Drame aérien : des révélations troublantes
Le copilote de l'Airbus de Germanwings qui s'est écrasé mardi dans les Alpes aurait délibérément provoqué le crash de l'appareil. C'est ce qui ressort de l'analyse des enregistrements des conversations à bord avant l'accident, a annoncé jeudi le procureur de Marseille. Comment éviter de telles tragédies à l'avenir ? La presse européenne, sous le choc, a du mal à trouver des réponses. Certains commentateurs appellent toutefois à se garder de tirer des conclusions prématurées.
Accepter l'omniprésence du danger
Suite au crash de l'appareil de Germanwings, plusieurs compagnies aériennes allemandes veulent durcir leurs mesures de sécurité et imposer la présence permanente d'au moins deux membres de l'équipage dans le cockpit. Le journal de centre-gauche Frankfurter Rundschau approuve cette décision, tout en rappelant qu'elle ne saurait apporter une garantie absolue de sécurité : "Ceux qui doutaient de la technique seront rassurés d'apprendre, malgré leur compassion pour les victimes, qu'il ne s'est pas agi d'un dysfonctionnement de l'appareil. D'autres n'en seront que plus choqués, face à l'abus de confiance en une instance à laquelle nous sommes inéluctablement livrés quand nous prenons l'avion. Or rien de tout cela ne changera quoi que ce soit. Même si nous nous efforçons de faire abstraction du danger par instinct de préservation, nous pouvons partout être la victime de l'action d'un fou. Ceci n'a rien de rassurant. Mais peut-être l'acceptation d'un danger permanent nous facilitera-t-elle précisément la tâche de prendre la décision de sortir dans la rue, ou de prendre l'avion, malgré tout."
La faute à notre époque ?
Le copilote du vol Germanwings 4U 9525 aurait délibérément provoqué le crash de l'appareil. Le portail Protagon s'interroge sur les mobiles potentiels : "Si cet individu n'a pas laissé de note derrière lui, il est exclu que nous en apprenions davantage. Le moment viendra où cet évènement sera accepté ; il sera oublié et restera sans réponse. Nous nous demanderons si le copilote a tiré son idée d'un film et décidé de la mettre à exécution dans sa vie. Une autre question nous taraudera : outre ce cerveau malade, peut-être le problème est-il lié à notre époque ? Une époque qui nous incite à allumer des feux d'artifice au cœur des ténèbres ? Tu sais comment attirer l'attention du monde sur ta personne. Peut-être que personne ne savait que tu existais. Mais tout le monde saura que tu es mort."
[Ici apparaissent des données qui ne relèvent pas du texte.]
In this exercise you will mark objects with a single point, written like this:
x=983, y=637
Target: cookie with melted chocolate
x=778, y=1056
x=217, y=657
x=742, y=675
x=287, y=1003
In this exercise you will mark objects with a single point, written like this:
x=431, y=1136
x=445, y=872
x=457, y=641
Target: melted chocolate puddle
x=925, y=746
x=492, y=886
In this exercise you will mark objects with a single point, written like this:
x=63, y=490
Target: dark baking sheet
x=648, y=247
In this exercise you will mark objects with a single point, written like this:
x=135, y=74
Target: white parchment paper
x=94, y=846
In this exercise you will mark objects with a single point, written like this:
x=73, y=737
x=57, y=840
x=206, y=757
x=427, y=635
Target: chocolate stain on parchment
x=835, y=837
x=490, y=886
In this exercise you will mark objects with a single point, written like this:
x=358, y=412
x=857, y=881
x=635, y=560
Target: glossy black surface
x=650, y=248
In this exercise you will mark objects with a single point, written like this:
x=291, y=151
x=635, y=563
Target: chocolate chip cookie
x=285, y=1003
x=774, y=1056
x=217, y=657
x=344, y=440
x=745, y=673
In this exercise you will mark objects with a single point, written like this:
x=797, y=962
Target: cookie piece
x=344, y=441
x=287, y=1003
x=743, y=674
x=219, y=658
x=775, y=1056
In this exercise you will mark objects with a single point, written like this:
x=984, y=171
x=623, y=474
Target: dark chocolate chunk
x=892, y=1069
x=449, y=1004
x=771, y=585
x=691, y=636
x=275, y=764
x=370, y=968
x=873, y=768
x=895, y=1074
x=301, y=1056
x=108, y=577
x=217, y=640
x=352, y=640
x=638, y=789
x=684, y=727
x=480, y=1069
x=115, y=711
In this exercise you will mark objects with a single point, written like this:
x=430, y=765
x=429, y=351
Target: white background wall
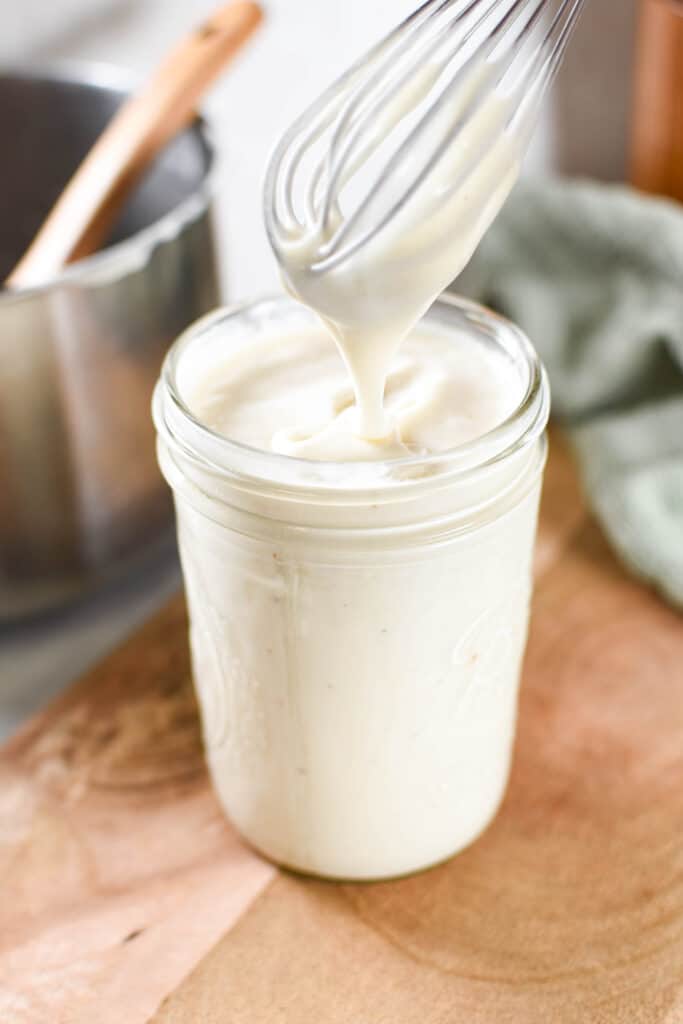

Assurer un meilleur suivi psychologique des pilotes
Après ce drame aérien qui a suscité partout de vives émotions, le quotidien de centre-gauche Libération tente de rester rationnel et de tirer des enseignements utiles : "Un cauchemar et un incroyable pied de nez de l'histoire puisque c'est précisément une mesure de sécurité prise après les attentats du 11 Septembre (le verrouillage de la porte du cockpit) qui a permis le drame. Deux enseignements peuvent toutefois être tirés de cette affaire. Le premier, c'est que, quels que soient les progrès de la technologie, l'homme peut encore l'emporter sur la machine. … Cette prééminence de l'homme sur la machine est à la fois rassurante et effrayante. Le second enseignement, celui-là, est plus constructif. Le monde entier apprend aujourd'hui qu'une fois diplômés, les pilotes ne subissent plus de tests psychologiques, seulement des examens destinés à tester leurs aptitudes techniques. Il y a là, pour le coup, un champ à investir très vite."
Le copilote livré en pâture aux médias
Dès l'annonce publique des premiers résultats de l'enquête sur le crash de l'appareil de Germanwings, des détails sur le copilote n'ont pas tardé à filter. Le blog spécialisé sur les médias hébergé par le site du quotidien Neue Zürcher Zeitung réprouve les spéculations et les condamnations hâtives à l'encontre du coupable présumé : "Le procureur général de Marseille a prononcé jeudi le nom du copilote qui se trouvait manifestement enfermé seul dans le cockpit au moment où l'avion s'est écrasé. En un rien de temps, son nom s'est propagé comme une traînée de poudre sur les canaux numériques des sites d'information. Sur les réseaux sociaux, la colère monte. Un compte Twitter manifestement faux devient le réceptacle de l'avanie déversée sur cet homme. La chasse est ouverte. Personne ne se demande si les faits sont clairement établis et si l'on peut tenir les déclarations du procureur français comme parole d'évangile. Ceux qui sont d'ordinaire toujours prompts à critiquer les déclarations des représentants de l'Etat ne bronchent pas. Une autocritique rationnelle devrait imposer une certaine prudence quant aux attributions, aux estimations et à la propagation d'évènements aussi récents."